Close GPU-hungry apps

Games, browsers with hardware acceleration, and video editors all compete for VRAM. Close them before loading large models. Check current VRAM usage:

nvidia-smi

Use the right quantization

For limited VRAM, use Q4_K_M quantization. It’s the best balance of quality and size. Q8 is higher quality but uses roughly twice the VRAM.

Keep drivers updated

NVIDIA regularly improves AI inference performance in driver updates. Check for updates monthly.

Set Ollama environment variables

You can configure Ollama’s behavior through environment variables in PowerShell:

# Change model storage location (useful if C: drive is small)
$env:OLLAMA_MODELS = "D:\ollama-models"

# Increase context window
$env:OLLAMA_NUM_CTX = "8192"

To make these permanent, set them in System Properties β†’ Environment Variables.

FAQ

Can I run AI on Windows without a GPU?

Yes, both Ollama and LM Studio fall back to CPU automatically. You’ll want to use small quantized models (7B or under, Q4_K_M) and expect 2–5 tokens/second β€” usable for testing but slow for real work.

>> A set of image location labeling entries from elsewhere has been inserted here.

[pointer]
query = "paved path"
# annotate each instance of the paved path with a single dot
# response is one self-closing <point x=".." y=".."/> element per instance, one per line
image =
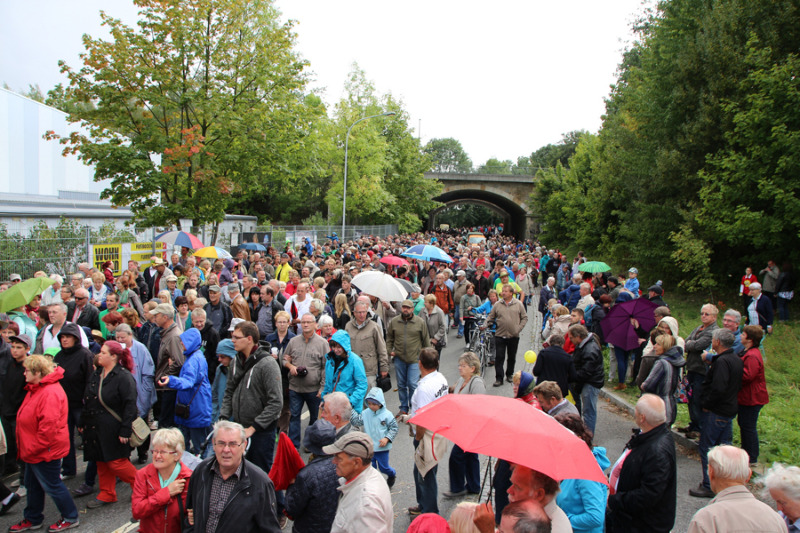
<point x="613" y="431"/>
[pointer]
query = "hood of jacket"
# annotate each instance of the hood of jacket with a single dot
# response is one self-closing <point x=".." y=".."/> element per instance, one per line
<point x="192" y="340"/>
<point x="53" y="377"/>
<point x="376" y="395"/>
<point x="600" y="456"/>
<point x="675" y="356"/>
<point x="342" y="338"/>
<point x="672" y="323"/>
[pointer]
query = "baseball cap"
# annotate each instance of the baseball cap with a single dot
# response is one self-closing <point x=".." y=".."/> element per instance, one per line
<point x="355" y="443"/>
<point x="24" y="339"/>
<point x="164" y="309"/>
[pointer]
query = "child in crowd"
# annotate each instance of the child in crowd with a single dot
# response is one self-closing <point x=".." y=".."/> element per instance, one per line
<point x="381" y="425"/>
<point x="632" y="283"/>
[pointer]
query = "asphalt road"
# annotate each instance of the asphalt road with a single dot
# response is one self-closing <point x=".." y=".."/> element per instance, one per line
<point x="613" y="431"/>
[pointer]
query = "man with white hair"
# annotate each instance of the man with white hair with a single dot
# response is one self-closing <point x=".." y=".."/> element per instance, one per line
<point x="645" y="477"/>
<point x="733" y="508"/>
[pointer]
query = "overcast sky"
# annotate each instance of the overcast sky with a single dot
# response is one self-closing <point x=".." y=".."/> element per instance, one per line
<point x="504" y="78"/>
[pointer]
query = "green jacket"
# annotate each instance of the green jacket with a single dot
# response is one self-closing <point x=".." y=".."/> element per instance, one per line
<point x="405" y="338"/>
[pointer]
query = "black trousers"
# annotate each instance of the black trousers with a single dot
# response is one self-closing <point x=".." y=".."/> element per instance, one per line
<point x="501" y="347"/>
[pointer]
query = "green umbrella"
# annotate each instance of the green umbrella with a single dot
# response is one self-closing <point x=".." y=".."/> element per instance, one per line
<point x="594" y="266"/>
<point x="23" y="293"/>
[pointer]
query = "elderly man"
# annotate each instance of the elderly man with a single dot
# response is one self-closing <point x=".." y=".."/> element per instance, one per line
<point x="254" y="394"/>
<point x="218" y="312"/>
<point x="366" y="339"/>
<point x="509" y="315"/>
<point x="170" y="360"/>
<point x="646" y="478"/>
<point x="227" y="493"/>
<point x="57" y="313"/>
<point x="527" y="484"/>
<point x="365" y="503"/>
<point x="304" y="357"/>
<point x="551" y="401"/>
<point x="698" y="341"/>
<point x="588" y="359"/>
<point x="406" y="335"/>
<point x="733" y="508"/>
<point x="336" y="409"/>
<point x="80" y="312"/>
<point x="719" y="402"/>
<point x="586" y="299"/>
<point x="760" y="311"/>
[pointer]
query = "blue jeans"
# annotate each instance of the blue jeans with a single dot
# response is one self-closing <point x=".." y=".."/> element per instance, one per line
<point x="716" y="430"/>
<point x="427" y="489"/>
<point x="589" y="405"/>
<point x="69" y="464"/>
<point x="695" y="409"/>
<point x="296" y="401"/>
<point x="195" y="438"/>
<point x="464" y="466"/>
<point x="45" y="478"/>
<point x="262" y="448"/>
<point x="748" y="426"/>
<point x="380" y="460"/>
<point x="407" y="379"/>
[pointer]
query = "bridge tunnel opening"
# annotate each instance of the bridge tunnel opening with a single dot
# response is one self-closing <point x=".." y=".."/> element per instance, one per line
<point x="514" y="216"/>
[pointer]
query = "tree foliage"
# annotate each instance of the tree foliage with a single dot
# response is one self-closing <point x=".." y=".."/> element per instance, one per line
<point x="202" y="103"/>
<point x="695" y="164"/>
<point x="448" y="155"/>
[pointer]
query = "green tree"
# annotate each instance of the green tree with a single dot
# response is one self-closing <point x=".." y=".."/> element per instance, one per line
<point x="204" y="102"/>
<point x="448" y="156"/>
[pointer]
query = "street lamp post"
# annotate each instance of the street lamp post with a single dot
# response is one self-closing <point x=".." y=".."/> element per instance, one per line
<point x="346" y="141"/>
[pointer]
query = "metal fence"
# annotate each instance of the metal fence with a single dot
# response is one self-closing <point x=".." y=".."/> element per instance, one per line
<point x="59" y="250"/>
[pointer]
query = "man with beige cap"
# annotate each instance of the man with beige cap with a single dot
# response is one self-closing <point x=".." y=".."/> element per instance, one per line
<point x="365" y="503"/>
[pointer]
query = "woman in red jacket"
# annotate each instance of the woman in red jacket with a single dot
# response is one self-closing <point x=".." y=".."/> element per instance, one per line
<point x="159" y="493"/>
<point x="753" y="394"/>
<point x="43" y="440"/>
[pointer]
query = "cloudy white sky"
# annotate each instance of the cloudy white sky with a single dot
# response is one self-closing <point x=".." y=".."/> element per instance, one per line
<point x="503" y="77"/>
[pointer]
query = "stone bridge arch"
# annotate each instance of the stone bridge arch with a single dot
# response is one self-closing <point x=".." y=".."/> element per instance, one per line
<point x="504" y="194"/>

Does Ollama work on Windows?

Yes, Ollama has a native Windows installer since late 2024. It runs as a Windows service, auto-detects your GPU, and exposes the same API on port 11434 β€” no WSL required.

Do I need WSL?

Not for Ollama or LM Studio β€” both run natively on Windows. You only need WSL2 if you want Linux-only tools like vLLM, text-generation-inference, or SGLang, or if you prefer a full Linux development environment.

Which GPU is best for AI on Windows?

NVIDIA GPUs give the best experience due to mature CUDA support. An RTX 3060 12GB is the budget entry point, an RTX 3090 or 4090 with 24GB VRAM is ideal for running larger models up to 32B parameters.